Even assuming a future generation of DEVONthink that provides for user-created metadata fields, my text-based kludges might be preferred for some purposes, as they can be exported from the database.

korm · May 23, 2013, 12:24am

Amen. They can be exported and they won’t die when some proprietary software that created the “kludge/metadata” dies. Or Apple decides to change the filesystem and kills things like OpenMeta. (Don’t shoot me Jim! I’m just saying…)

AccordionNoir · May 23, 2013, 1:19am

I think for me as a new user, what I might find helpful is a user-interface for such a text-based metadata system.

As I commented over here: [url]Reference Management]

Could there be an easy way to enter, retrieve, and edit basic metadata which was then stored in a text file linked to each primary document? The user-created script solutions do some of this, but i wish there was a basic solution that “came out of the box.” It’s not a bad thing for me to spend a week figuring out how to start setting up my database, but it could be easier.

I wish there was a GUI to enter my basic metadata about a PDF while I’m reading the info off the PDF. I’d love to experiment on the best way to do this, but jumping back and forth between two open files seems clumsy when I’m on my laptop. I wish I could split screen or have a little “add annotations” window like the Get Info one. Something like that would be nice.

“How do I add a bit of information to these documents?” does seem to be a reasonable question several people are facing. It sounds like it’s not simple to do this because there’s no universal way to include that information in the original file.

I’m supportive of the obvious good of non-proprietary formats. When I exported from Scrivener to Devon, I found that Scrivener kept all its metadata in readable text files. This was good; I need to figure out how to make it useful in Devon, but at least it’s openly available to me.

If Devon could integrate this file-based “Kludge” in a way that uses exportable text-file formats, but makes it easily editable within the DevonThink window for each linked item (for users who want to use a GUI method) that might help people solve this issue. I think that would make things quite easy for me.
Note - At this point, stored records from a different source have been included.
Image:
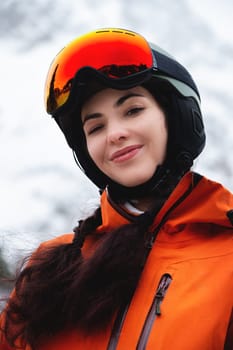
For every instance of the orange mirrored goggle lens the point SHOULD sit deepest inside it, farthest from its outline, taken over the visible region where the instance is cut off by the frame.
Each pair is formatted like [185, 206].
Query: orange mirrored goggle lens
[101, 50]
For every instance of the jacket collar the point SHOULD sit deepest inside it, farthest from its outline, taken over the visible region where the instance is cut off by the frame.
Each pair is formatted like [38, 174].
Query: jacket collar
[207, 202]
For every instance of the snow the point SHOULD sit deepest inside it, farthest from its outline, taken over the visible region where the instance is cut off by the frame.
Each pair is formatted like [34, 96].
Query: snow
[43, 193]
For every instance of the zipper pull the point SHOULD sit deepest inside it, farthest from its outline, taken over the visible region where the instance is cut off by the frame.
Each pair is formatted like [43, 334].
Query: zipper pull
[161, 291]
I’d be happy to beta-test!

Frederiko · May 23, 2013, 9:32am

First of all, thank you for all the advice and references! I will keep plugging a way at a set of applescripts to manage custom meta data and post them if I can make them more generalised.

I am with AccordionNoir on this one. I think custom document metadata is so fundamental to a document database that it shouldn’t have to be a kludge.
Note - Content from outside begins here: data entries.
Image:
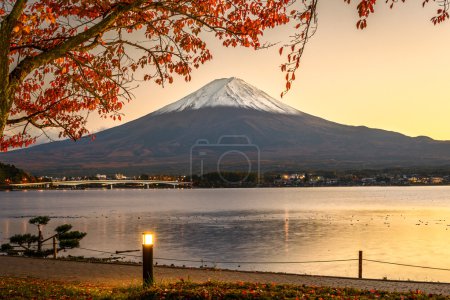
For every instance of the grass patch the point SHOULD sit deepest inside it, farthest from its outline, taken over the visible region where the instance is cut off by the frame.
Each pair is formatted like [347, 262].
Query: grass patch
[26, 288]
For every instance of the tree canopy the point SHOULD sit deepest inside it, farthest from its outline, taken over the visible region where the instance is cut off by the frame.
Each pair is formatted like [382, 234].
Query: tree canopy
[62, 60]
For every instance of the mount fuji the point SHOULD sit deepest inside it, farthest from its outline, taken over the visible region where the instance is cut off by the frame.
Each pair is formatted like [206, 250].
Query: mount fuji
[287, 139]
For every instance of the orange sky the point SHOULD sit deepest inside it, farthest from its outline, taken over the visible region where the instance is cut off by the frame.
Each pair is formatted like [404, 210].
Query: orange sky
[393, 75]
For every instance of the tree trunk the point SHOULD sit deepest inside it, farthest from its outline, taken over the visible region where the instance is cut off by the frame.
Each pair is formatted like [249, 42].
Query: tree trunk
[4, 109]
I like the way Scrivener gets this aspect right and I think its a model that would fit in quite nicely to Devonthink’s layout and structure:

This is the custom meta data pane (like Devonthink’s info pane) for a document

I also like the way the metadata fields can then be added to an outline view for sorting purposes. The really neat thing about this view is that it can be exported as a csv document for preparing indexes or summaries.

Scrivener, like Devonthink, also has an auto summary generator but the neat thing is that it becomes part of the document metadata as the synopsis.
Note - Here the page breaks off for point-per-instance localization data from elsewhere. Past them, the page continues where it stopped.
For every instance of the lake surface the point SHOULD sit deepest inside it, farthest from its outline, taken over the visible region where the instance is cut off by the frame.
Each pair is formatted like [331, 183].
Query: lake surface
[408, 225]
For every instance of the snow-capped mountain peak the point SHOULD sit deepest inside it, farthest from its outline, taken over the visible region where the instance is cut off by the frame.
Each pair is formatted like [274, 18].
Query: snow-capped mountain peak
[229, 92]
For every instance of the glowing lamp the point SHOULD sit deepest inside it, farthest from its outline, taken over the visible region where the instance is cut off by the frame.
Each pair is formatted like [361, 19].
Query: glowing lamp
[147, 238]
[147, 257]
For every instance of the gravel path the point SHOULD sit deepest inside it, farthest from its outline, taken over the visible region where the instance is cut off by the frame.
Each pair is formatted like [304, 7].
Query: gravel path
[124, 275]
(To be clear this is not a criticism of DT. I love its applescript API, much more flexible ui, sorter, its robustness and stability, the webserver … and so on. Its very deep and I discover more and more as I burrow away. Nevertheless i think Scrivener has a lot of good ideas which would work well in the DT paradigm)

Frederiko

Frederiko · May 23, 2013, 9:54am

Its easy getting the data out of Scrivener (either in the way you suggest through the export mechanism) or more flexibly by opening its package. Scrivener has a very open readable xml format. Open the scrivener package and then open the .scrivx file in a text editor (such as TextWrangler which will recognise it as xml). How to use DT and Scrivener together is the subject of some long threads (an convoluted solutions( in the Scrivener forum which are worth searching for.